Além disso, a corte pedia ao Estado brasileiro um relatório com um resumo das ações que foram tomadas para reverter a situação até o dia 20 de setembro de 2022. Depois disso, pedia novas atualizações sobre o caso a cada três meses.
A BBC News Brasil entrou em contato com a Corte Interamericana de Direitos Humanos para saber se o país estava cumprindo as medidas.
Por meio da assessoria de comunicação, o órgão afirmou que, “até o dia de hoje, a corte está esperando uma resposta por parte do Estado brasileiro”.
Como o caso começou
Em 17 de maio de 2022, a Comissão Interamericana de Direitos Humanos, que é responsável por encaminhar pedidos à corte, fez uma solicitação de medidas provisórias a respeito dos povos yanomami, ye’kwana e munduruku.
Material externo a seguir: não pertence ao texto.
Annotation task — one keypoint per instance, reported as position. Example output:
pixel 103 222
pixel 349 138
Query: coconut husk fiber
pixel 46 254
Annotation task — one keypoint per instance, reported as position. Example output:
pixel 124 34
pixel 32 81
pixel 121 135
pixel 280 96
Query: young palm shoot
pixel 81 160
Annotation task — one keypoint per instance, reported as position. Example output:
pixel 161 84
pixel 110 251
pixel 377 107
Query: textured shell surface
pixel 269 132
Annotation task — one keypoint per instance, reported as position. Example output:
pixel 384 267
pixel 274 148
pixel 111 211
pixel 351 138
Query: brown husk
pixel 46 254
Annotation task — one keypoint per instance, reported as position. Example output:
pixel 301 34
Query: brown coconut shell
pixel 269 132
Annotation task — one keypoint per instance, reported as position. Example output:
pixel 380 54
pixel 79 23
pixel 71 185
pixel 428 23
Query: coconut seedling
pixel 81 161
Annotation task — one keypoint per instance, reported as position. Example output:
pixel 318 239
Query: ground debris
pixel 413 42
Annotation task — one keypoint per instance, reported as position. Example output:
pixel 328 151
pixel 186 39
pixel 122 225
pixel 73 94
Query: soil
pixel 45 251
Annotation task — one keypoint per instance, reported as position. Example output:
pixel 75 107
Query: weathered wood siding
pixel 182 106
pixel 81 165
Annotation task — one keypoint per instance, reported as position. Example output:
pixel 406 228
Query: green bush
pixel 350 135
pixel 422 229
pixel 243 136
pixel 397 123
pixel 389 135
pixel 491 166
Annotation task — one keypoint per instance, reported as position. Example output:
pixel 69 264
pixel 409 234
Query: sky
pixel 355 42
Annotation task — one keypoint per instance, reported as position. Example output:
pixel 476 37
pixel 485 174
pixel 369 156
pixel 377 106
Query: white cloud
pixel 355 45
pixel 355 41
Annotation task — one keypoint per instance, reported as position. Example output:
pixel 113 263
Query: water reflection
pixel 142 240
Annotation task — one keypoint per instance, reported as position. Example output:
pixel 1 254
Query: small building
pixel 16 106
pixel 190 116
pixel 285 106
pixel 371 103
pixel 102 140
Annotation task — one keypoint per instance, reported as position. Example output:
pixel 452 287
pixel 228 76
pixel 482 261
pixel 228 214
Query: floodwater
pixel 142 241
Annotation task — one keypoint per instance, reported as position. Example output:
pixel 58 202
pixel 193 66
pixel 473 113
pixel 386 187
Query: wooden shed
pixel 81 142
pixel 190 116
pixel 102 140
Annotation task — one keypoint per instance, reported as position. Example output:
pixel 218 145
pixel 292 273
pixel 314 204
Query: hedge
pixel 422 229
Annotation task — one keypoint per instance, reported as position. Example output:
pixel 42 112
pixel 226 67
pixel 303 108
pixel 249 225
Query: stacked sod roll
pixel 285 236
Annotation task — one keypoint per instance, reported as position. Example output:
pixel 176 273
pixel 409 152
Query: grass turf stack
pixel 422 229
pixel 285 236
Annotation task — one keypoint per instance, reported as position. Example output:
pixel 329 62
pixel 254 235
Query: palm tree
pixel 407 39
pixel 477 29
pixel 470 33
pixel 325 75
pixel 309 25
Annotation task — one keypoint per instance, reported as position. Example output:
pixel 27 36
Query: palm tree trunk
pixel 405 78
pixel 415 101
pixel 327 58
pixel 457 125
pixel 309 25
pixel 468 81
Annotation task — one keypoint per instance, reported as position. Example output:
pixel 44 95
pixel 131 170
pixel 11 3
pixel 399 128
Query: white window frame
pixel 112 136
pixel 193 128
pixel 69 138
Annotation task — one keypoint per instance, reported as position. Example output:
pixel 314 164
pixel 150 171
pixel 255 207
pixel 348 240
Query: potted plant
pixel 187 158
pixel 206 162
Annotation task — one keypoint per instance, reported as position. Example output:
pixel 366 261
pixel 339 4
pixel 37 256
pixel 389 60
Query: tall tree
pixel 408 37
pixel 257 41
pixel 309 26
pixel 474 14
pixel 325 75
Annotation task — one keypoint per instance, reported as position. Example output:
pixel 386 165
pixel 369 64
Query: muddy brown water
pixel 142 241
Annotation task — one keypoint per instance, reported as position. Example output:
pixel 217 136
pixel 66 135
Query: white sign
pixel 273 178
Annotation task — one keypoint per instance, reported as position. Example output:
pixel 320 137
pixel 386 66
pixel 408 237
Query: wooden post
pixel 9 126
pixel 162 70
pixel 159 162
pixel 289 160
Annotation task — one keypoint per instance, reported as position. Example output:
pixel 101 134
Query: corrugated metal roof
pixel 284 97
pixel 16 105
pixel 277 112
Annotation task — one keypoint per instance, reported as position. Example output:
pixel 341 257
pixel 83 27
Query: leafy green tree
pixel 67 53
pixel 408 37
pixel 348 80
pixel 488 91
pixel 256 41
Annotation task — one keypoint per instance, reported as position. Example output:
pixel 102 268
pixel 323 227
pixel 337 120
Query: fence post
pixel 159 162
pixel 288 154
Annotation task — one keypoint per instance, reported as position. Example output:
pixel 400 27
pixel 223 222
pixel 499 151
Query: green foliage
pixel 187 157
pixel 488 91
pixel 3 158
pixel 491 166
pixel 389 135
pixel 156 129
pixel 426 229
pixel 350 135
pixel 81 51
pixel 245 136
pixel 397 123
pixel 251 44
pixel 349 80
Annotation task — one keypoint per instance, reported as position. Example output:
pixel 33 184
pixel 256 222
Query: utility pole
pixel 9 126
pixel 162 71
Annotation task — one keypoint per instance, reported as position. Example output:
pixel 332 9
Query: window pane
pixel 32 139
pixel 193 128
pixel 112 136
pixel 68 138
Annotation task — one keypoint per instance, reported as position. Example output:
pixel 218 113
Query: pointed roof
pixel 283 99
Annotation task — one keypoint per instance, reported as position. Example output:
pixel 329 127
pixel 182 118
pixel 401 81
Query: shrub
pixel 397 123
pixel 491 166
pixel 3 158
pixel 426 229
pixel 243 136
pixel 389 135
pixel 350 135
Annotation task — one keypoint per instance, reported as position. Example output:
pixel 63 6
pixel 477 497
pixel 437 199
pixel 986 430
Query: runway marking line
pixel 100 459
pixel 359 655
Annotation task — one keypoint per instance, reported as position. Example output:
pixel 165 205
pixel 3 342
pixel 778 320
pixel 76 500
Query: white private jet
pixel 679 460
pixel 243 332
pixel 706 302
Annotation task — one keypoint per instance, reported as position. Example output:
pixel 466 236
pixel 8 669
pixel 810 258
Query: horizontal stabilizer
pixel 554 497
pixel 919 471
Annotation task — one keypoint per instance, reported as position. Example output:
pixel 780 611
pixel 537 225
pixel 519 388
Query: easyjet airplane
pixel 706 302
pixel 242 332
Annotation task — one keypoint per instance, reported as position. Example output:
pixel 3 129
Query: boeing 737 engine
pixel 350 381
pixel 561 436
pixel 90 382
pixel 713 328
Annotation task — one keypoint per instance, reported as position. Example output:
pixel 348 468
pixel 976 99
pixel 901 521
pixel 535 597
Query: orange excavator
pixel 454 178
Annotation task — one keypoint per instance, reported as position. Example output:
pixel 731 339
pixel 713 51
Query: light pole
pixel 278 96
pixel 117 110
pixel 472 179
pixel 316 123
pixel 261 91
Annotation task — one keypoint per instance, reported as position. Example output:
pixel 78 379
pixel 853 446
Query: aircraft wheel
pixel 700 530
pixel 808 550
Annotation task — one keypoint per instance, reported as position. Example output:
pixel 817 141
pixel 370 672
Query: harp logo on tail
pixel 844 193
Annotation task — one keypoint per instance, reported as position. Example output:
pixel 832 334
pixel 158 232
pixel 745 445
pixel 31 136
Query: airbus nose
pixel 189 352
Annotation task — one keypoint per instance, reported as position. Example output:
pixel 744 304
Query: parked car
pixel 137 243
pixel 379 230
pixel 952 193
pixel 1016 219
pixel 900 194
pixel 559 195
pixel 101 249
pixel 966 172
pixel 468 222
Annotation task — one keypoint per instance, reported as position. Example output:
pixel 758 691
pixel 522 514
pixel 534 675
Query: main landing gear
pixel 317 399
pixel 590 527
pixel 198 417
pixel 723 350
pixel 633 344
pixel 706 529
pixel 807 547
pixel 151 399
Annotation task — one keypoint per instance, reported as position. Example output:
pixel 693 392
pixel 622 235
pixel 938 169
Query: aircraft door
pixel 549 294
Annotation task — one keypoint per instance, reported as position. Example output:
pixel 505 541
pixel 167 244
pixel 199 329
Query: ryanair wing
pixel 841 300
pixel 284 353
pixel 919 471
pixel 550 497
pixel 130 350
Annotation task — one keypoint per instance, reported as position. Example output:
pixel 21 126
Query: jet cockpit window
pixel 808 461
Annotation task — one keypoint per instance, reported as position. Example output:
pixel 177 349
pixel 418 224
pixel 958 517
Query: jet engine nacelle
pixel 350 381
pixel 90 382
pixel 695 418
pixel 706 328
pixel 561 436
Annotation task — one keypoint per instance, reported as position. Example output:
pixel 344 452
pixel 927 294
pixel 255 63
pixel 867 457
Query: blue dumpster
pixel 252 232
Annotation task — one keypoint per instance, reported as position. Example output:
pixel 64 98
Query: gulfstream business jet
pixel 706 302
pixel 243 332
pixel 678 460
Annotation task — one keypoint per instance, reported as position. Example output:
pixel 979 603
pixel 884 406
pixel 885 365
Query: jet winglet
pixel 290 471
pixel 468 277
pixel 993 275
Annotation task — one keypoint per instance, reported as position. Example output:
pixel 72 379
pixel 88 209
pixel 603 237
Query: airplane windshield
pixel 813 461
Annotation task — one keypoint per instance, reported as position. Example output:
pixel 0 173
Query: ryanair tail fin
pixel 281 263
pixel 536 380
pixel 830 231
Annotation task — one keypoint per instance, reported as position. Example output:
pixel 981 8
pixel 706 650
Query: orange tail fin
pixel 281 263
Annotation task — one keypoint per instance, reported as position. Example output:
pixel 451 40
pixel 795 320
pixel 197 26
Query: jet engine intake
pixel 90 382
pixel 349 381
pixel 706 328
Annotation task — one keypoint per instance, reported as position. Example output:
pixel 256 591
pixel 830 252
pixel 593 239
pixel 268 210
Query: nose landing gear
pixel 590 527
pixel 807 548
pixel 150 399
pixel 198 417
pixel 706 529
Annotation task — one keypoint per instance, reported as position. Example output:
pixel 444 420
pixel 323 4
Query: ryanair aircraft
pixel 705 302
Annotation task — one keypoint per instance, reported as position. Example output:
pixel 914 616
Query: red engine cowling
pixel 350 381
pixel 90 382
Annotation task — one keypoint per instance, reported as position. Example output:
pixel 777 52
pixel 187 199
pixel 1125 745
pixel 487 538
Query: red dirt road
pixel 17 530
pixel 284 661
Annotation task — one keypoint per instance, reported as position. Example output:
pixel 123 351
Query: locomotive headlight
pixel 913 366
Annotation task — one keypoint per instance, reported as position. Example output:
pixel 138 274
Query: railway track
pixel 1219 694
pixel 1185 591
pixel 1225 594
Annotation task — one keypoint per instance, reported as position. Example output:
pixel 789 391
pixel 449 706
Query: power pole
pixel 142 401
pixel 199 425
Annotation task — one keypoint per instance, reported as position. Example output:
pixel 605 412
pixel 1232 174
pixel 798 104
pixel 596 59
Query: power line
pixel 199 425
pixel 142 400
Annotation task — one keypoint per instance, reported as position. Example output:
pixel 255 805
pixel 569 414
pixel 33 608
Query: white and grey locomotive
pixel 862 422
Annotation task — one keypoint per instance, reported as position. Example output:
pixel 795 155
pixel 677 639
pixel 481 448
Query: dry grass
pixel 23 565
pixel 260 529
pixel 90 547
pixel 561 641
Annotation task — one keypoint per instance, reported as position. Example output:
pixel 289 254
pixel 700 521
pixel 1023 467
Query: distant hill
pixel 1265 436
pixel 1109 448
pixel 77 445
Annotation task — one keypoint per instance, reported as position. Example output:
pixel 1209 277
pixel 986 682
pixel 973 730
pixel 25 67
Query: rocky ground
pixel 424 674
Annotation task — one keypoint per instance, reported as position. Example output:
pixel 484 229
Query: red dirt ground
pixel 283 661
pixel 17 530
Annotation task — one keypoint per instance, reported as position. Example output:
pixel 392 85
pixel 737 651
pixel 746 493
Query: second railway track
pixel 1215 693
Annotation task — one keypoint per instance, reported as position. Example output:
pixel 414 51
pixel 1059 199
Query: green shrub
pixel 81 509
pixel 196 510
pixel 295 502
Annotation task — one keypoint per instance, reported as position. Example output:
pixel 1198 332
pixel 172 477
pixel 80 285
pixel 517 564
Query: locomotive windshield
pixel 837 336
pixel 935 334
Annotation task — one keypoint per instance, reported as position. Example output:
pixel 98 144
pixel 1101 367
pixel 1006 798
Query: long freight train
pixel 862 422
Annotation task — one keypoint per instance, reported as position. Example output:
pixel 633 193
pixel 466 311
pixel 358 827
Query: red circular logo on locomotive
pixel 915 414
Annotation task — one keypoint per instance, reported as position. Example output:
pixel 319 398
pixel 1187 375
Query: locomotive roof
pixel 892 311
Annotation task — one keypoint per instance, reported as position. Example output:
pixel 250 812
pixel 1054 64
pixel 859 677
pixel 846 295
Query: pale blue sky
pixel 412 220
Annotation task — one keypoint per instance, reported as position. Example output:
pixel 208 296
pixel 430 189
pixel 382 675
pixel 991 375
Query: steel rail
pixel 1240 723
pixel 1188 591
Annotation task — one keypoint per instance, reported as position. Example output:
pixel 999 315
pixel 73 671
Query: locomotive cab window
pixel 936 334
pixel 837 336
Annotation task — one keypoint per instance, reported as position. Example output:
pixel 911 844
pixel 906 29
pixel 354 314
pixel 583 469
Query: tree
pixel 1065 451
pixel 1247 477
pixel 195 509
Nesse contexto, medidas provisórias são decisões que a corte toma para “casos de extrema gravidade e urgência, quando é necessário evitar danos irreparáveis às pessoas”.
“Em muitas ocasiões, essas medidas provisórias podem salvar a vida de uma pessoa ou um grupo contra o qual a garantia dos direitos humanos está sendo ameaçada”, explica a própria corte no site oficial.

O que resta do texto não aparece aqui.